Enseignement Supérieur: Des séminaires offerts par la Chine créent un nouveau scandale à l’IRIC

Des enseignants de l’Institut des Relations Internationales du Cameroun dénoncent leur mise à l’écart, au profit d’agents d’appui.

Dans son édition de ce vendredi 10 juillet 2015, le quotidien Mutations révèle un nouveau scandale qui secoue l’une des plus prestigieuses écoles supérieures du Cameroun. Le journal indique que tout commence par une correspondance -n°67/2015/Bcec/Ac- de Gao Yongqin, conseiller économique et commercial de l’ambassade de la République populaire de Chine à Yaoundé, en date du 13 avril 2015, adressée à Pierre Emmanuel Tabi, ministre plénipotentiaire, directeur de l’Iric.
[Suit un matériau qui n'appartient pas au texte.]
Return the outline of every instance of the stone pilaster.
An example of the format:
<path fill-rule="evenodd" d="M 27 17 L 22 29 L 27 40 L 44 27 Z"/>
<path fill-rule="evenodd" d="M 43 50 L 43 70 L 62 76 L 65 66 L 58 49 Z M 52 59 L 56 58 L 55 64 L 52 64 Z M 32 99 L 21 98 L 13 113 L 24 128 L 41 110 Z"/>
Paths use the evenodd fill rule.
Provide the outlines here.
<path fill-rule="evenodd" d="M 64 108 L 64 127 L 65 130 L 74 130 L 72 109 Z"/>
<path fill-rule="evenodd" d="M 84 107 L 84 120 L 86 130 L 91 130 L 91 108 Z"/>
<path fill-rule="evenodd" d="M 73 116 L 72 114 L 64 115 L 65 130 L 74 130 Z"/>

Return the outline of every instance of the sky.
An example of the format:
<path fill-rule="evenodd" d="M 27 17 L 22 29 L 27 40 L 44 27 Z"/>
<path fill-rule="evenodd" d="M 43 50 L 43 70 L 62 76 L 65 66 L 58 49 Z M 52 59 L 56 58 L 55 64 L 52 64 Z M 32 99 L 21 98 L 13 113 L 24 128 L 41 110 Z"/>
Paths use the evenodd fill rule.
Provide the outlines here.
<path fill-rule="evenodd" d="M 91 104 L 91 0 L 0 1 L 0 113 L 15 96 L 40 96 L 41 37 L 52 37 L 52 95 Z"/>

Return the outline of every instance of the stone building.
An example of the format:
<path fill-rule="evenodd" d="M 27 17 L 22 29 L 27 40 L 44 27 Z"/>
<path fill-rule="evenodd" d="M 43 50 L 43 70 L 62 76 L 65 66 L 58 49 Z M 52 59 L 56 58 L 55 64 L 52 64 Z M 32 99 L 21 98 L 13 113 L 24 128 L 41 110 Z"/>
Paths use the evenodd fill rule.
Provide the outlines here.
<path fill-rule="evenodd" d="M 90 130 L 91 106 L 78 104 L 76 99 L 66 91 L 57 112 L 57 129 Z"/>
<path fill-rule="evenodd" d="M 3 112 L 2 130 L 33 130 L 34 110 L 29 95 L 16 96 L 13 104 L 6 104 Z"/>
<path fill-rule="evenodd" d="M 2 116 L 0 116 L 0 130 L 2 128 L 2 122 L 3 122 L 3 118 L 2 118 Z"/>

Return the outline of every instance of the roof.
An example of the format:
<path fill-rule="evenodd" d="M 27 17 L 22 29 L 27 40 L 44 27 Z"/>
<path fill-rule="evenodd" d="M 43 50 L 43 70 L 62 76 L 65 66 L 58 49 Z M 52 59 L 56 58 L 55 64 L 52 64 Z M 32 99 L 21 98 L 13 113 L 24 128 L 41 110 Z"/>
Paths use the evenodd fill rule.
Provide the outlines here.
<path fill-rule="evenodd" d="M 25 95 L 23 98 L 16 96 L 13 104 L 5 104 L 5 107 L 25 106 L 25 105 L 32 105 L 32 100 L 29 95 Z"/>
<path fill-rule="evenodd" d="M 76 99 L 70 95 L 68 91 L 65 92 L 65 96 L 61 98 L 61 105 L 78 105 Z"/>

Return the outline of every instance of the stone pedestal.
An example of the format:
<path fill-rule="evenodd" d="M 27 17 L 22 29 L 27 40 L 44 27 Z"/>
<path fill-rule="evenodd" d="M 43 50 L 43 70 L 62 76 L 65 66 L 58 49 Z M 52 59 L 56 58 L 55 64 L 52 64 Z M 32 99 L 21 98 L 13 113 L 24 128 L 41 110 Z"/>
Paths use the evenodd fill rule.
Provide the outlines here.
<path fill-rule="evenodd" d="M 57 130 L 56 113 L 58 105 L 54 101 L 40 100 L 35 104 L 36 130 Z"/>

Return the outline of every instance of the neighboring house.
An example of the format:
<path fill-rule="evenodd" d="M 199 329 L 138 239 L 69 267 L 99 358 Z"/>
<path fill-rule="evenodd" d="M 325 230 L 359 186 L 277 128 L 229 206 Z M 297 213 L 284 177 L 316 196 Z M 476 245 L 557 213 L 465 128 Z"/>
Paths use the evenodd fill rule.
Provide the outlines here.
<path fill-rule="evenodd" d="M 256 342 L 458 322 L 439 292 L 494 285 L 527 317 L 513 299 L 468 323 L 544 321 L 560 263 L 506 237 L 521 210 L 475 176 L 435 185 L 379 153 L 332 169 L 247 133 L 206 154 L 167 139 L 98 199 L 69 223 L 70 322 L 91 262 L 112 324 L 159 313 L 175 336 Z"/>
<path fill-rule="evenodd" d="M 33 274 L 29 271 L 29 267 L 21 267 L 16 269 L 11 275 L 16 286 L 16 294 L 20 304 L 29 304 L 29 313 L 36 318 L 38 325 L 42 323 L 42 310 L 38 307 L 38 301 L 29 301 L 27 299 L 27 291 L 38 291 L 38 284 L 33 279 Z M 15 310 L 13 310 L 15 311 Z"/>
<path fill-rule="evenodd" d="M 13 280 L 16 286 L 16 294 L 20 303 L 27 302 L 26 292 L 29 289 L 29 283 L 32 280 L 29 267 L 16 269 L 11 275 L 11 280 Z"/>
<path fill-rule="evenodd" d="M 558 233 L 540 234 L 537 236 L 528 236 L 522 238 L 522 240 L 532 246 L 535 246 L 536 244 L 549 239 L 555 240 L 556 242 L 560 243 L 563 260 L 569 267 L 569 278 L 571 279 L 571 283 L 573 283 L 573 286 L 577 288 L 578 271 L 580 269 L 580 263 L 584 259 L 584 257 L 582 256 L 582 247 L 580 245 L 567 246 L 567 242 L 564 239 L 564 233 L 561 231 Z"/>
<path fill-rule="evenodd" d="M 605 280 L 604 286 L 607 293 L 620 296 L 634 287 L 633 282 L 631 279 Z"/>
M. Gao indique à M. Tabi que la Chine organisera des séminaires en 2015 à l’intention des ressortissants des pays africains francophones et anglophones, notamment à Beijing, de juin à octobre, selon un chronogramme et des thèmes bien définis.

Une série de séminaires portant sur le développement économique et social, et devant aboutir à la mise sur pied d’un think-thank (laboratoire d’idées) pour les pays africains francophones et anglophones, le développement durable, la coopération Sud-Sud, les théories de stratégie sécuritaire des pays développés ou encore la smart government (gouvernement par l’intelligence).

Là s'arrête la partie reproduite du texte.